I'd like to see the contents of the WAL, starting from the last
checkpoint, up to the point where failover happened. In particular, any
actions on the relation base/16385/16430, which caused the error.
pg_controldata output on the base backup would also interesting, as well
as the contents of backup_label file.

How long did the standby run between the base backup and the failover?
How many WAL segments?

One more thing you could try to narrow down the error: restore from the
base backup, and let it run up to the point of failover, but shut it
down just before the failover with "pg_ctl stop -m fast". That should
create a restartpoint, at the latest checkpoint record. Then restart,
and perform failover.
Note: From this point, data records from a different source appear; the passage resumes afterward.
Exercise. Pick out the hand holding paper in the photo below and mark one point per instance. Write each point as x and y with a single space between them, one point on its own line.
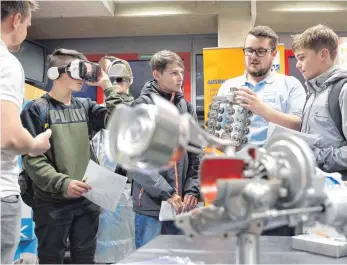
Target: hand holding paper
107 187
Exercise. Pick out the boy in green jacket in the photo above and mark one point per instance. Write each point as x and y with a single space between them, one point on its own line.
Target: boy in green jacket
59 209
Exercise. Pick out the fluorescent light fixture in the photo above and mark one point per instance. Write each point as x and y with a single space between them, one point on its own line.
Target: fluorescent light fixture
151 13
309 9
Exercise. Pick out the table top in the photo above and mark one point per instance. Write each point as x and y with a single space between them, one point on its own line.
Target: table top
212 250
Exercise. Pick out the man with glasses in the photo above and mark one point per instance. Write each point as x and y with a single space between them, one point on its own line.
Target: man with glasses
271 97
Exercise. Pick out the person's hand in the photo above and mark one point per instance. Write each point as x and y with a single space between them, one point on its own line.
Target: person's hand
76 188
103 81
41 143
190 202
176 202
250 101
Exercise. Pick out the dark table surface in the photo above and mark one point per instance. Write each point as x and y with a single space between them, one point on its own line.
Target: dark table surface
273 250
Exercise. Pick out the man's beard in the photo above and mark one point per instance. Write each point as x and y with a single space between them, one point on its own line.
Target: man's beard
261 72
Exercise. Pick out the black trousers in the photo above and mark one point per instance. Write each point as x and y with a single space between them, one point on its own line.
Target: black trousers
55 222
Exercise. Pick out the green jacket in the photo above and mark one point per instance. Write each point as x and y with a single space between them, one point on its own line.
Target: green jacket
70 153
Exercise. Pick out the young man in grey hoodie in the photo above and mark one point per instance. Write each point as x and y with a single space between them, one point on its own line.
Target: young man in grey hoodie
316 52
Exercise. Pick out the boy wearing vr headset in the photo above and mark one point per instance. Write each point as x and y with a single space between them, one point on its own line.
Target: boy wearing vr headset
60 210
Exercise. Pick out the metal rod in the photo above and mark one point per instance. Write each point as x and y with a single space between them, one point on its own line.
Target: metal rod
278 213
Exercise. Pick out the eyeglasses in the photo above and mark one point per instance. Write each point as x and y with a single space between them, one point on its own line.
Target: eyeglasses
119 80
259 52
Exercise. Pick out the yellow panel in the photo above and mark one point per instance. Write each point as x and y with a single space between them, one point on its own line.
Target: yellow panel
221 64
32 92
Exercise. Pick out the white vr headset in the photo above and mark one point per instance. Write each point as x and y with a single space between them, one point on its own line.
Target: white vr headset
78 70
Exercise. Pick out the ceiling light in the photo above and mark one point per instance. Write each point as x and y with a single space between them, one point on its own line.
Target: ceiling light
309 9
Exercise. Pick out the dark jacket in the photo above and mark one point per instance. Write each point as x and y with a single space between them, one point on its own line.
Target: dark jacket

If it still throws the same error, we know that
the WAL record that touched the page that doesn't exist was after the
last checkpoint.

- Heikki

Re: BUG #7883: "PANIC: WAL contains references to invalid pages" on replica recovery

From
Maciek Sakrejda
Date:
On Thu, Feb 21, 2013 at 4:04 AM, Heikki Linnakangas <hlinnakangas@vmware.com
> wrote:

> I'd like to see the contents of the WAL, starting from the last
> checkpoint, up to the point where failover happened. In particular, any
> actions on the relation base/16385/16430, which caused the error.
> pg_controldata output on the base backup would also interesting, as well as
> the contents of backup_label file.
>
> How long did the standby run between the base backup and the failover? How
> many WAL segments?
>
> One more thing you could try to narrow down the error: restore from the
> base backup, and let it run up to the point of failover, but shut it down
> just before the failover with "pg_ctl stop -m fast". That should create a
> restartpoint, at the latest checkpoint record. Then restart, and perform
> failover. If it still throws the same error, we know that the WAL record
> that touched the page that doesn't exist was after the last checkpoint.
>

Unfortunately, it looks like we lost the bad wal segments and necessary
base backup due to our archiving mechanism. We don't yet have a principled
way of saving systems for forensics. I thought I had manually accounted for
everything to keep this "on ice" but I missed a step and the system was
archived. I apologize. I'll see if I can add something for us to better
support this.

For what it's worth the failover was done at 2013-02-14 23:55:44 +0000 and
the base backup used was dated 2013-02-15 00:49:22 +0000.

I'll follow up in case we run into this again.